• In reaction to the current market outlook, Stripe has laid off as many as 1,120 of its workers.
• Stripe has received its second valuation cut in 6 months, with the latest valuation pegging the company’s internal value at $63 billion after an 11% cut in its share price.
• The valuation was done through a third-party estimation using 409A price change under the rules that are put in place by the Internal Revenue Service (IRS).

In November last year, Stripe, an Irish-American financial services and SaaS company, made a difficult decision to lay off 1,120 of its workers in reaction to the current market outlook. This was a sign that the fintech ecosystem was yet to recover from the underlying strain in the sector across the board, and now, 6 months later, Stripe has received its second valuation cut.

The latest valuation pegs the company’s internal value at $63 billion after an 11% cut in its share price, as reported by The Information. Unlike publicly listed companies whose valuation can easily be showcased through their market capitalization, the case is different for private outfits like Stripe. Rather than depend on the market capitalization of its stock, private entities get valued after a funding round or through a third-party estimation using a benchmark of factors.

In the case of Stripe’s recent valuation cut, no funding was raised, and the estimation was done through the 409A price change. This valuation from 409A is done by third parties under the rules that are put in place by the Internal Revenue Service (IRS).
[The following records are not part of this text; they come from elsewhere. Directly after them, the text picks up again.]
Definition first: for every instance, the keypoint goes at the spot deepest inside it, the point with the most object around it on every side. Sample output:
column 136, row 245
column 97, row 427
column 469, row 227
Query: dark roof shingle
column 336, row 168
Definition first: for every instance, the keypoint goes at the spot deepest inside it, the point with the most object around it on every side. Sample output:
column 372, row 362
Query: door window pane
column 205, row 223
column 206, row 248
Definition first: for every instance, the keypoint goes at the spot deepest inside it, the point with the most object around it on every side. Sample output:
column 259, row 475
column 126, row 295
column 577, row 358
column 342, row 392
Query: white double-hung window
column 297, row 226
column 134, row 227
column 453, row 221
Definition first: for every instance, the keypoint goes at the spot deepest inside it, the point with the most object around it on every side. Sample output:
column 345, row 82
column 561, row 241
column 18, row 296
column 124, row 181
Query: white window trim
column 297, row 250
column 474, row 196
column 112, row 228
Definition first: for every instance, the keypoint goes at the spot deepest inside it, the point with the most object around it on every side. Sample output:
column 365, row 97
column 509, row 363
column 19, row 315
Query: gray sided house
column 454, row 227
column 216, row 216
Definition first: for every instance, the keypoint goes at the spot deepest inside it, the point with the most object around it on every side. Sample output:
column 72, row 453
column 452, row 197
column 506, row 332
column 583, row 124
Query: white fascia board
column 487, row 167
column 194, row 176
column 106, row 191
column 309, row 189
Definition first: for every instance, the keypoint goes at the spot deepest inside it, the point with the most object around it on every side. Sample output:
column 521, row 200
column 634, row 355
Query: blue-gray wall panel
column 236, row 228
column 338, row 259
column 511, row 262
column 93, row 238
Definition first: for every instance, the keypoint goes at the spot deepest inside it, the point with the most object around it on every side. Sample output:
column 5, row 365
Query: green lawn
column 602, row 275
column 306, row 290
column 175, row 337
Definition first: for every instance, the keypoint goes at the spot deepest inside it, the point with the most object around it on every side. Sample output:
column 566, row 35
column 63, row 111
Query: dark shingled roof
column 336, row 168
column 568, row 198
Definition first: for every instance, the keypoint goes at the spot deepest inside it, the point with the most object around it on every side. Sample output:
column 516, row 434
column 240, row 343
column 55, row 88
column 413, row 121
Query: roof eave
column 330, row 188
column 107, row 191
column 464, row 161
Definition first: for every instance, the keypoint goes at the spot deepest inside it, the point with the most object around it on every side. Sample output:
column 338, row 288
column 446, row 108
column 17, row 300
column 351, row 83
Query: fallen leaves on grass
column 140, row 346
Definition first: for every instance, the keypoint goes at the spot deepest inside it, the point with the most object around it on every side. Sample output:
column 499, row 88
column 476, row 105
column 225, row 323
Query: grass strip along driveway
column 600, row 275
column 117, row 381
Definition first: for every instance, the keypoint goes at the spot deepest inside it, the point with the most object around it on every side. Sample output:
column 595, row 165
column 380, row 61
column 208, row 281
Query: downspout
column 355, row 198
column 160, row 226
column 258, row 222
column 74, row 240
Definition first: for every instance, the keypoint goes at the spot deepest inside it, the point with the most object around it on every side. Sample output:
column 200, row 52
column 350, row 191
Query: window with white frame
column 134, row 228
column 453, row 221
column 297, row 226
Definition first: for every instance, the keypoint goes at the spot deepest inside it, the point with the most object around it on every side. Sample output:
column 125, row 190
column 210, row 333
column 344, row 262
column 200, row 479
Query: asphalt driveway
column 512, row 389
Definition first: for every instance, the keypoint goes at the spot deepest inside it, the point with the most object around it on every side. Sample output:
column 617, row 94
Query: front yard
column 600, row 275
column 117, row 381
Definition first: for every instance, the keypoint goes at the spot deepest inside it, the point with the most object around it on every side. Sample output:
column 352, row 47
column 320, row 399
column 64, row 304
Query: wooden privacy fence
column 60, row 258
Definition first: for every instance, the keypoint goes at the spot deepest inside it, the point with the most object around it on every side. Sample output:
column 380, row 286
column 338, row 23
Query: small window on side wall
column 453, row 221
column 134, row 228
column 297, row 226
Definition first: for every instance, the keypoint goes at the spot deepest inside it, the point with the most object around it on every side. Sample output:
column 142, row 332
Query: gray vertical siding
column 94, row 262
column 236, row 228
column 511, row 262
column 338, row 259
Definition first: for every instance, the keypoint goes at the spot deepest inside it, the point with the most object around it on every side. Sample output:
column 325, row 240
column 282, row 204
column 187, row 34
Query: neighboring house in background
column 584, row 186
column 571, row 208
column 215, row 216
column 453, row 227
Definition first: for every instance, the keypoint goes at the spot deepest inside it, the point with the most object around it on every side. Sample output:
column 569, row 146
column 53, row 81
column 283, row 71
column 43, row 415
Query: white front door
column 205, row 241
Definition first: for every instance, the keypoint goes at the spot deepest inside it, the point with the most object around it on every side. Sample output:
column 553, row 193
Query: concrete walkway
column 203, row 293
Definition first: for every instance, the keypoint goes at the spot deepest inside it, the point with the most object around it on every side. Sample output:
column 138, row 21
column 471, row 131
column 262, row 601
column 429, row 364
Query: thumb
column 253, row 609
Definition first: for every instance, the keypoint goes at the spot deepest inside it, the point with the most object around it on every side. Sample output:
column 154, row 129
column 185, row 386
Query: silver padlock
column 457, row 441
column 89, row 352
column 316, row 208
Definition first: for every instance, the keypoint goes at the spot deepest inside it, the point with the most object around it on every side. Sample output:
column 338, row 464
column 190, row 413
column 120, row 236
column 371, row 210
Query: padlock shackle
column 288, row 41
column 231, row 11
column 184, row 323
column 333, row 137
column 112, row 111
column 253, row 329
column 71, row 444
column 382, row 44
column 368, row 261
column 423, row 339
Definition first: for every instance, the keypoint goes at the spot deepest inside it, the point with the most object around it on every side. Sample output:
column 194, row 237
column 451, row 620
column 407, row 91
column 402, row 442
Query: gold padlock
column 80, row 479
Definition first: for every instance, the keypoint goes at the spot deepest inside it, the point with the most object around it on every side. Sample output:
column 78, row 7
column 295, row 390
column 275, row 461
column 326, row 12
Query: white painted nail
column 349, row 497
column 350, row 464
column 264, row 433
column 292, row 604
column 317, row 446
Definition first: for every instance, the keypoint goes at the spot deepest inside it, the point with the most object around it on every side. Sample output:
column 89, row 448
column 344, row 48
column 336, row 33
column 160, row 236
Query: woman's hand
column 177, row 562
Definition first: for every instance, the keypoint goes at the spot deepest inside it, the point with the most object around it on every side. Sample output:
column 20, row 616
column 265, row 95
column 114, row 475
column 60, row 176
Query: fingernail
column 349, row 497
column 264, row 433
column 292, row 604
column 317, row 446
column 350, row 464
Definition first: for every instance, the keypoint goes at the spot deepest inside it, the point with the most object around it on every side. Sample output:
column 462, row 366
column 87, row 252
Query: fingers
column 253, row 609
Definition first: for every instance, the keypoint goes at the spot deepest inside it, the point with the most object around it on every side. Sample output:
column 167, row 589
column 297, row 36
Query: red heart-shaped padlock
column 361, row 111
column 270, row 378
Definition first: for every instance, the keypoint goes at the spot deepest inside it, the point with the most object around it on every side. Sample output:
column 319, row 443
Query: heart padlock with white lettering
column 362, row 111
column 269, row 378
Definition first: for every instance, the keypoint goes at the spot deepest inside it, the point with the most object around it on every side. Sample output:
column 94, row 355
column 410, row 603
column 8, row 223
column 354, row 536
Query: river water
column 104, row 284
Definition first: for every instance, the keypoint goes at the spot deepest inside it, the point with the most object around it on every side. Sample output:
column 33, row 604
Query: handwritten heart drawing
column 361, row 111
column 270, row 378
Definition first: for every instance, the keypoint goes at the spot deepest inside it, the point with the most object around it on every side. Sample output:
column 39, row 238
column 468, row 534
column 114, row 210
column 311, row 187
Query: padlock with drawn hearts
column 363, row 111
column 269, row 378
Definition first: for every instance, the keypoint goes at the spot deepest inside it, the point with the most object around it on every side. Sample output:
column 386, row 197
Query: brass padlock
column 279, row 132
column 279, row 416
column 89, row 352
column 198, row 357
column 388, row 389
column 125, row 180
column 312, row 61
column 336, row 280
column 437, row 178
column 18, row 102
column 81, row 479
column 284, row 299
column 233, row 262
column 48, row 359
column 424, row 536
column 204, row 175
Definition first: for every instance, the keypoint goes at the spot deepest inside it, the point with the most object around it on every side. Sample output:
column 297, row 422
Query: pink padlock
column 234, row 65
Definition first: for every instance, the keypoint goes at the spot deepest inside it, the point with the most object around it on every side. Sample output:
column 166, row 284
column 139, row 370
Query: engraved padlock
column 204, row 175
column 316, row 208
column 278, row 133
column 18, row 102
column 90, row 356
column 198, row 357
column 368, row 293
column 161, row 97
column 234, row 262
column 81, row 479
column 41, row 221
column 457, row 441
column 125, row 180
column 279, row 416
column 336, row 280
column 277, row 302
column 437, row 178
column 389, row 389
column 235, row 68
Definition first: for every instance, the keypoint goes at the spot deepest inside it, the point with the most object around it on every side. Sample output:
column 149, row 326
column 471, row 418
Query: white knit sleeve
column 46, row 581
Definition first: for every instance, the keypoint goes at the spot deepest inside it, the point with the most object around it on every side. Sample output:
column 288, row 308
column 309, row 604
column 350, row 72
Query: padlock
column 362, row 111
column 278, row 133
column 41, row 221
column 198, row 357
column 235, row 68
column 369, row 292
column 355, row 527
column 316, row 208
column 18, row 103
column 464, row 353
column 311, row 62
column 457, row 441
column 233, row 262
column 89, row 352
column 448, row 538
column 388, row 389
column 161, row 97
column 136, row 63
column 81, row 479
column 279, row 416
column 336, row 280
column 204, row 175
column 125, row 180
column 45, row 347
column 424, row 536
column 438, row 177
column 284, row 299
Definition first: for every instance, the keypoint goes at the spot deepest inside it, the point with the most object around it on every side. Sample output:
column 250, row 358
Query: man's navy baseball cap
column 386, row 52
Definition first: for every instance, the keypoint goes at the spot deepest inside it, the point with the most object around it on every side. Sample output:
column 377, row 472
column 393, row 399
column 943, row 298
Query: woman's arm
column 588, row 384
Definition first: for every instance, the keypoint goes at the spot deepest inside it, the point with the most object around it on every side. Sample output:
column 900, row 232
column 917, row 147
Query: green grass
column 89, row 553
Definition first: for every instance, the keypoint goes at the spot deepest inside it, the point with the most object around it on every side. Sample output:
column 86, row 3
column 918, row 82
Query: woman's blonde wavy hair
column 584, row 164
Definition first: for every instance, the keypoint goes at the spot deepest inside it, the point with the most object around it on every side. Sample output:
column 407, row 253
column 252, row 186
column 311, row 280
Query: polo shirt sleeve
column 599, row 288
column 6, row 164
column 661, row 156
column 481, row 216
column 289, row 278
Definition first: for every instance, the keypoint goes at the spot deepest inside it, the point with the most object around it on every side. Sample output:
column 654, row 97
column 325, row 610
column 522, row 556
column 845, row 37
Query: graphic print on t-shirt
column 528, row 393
The 409A price change is a method of estimating the fair market value of a private company’s common stock, and the IRS requires companies to use this method for estimating the value of their private stock for tax purposes. This method looks at various factors like comparable companies, competitive market analysis, industry performance, and subjective factors such as the company’s future prospects.

Stripe’s second valuation cut in 6 months is indicative of the tough market conditions that have been created by the current global health crisis. While the fintech sector is slowly recovering, companies like Stripe are still feeling the effects of the pandemic. It remains to be seen how the company will be able to navigate these uncertain times.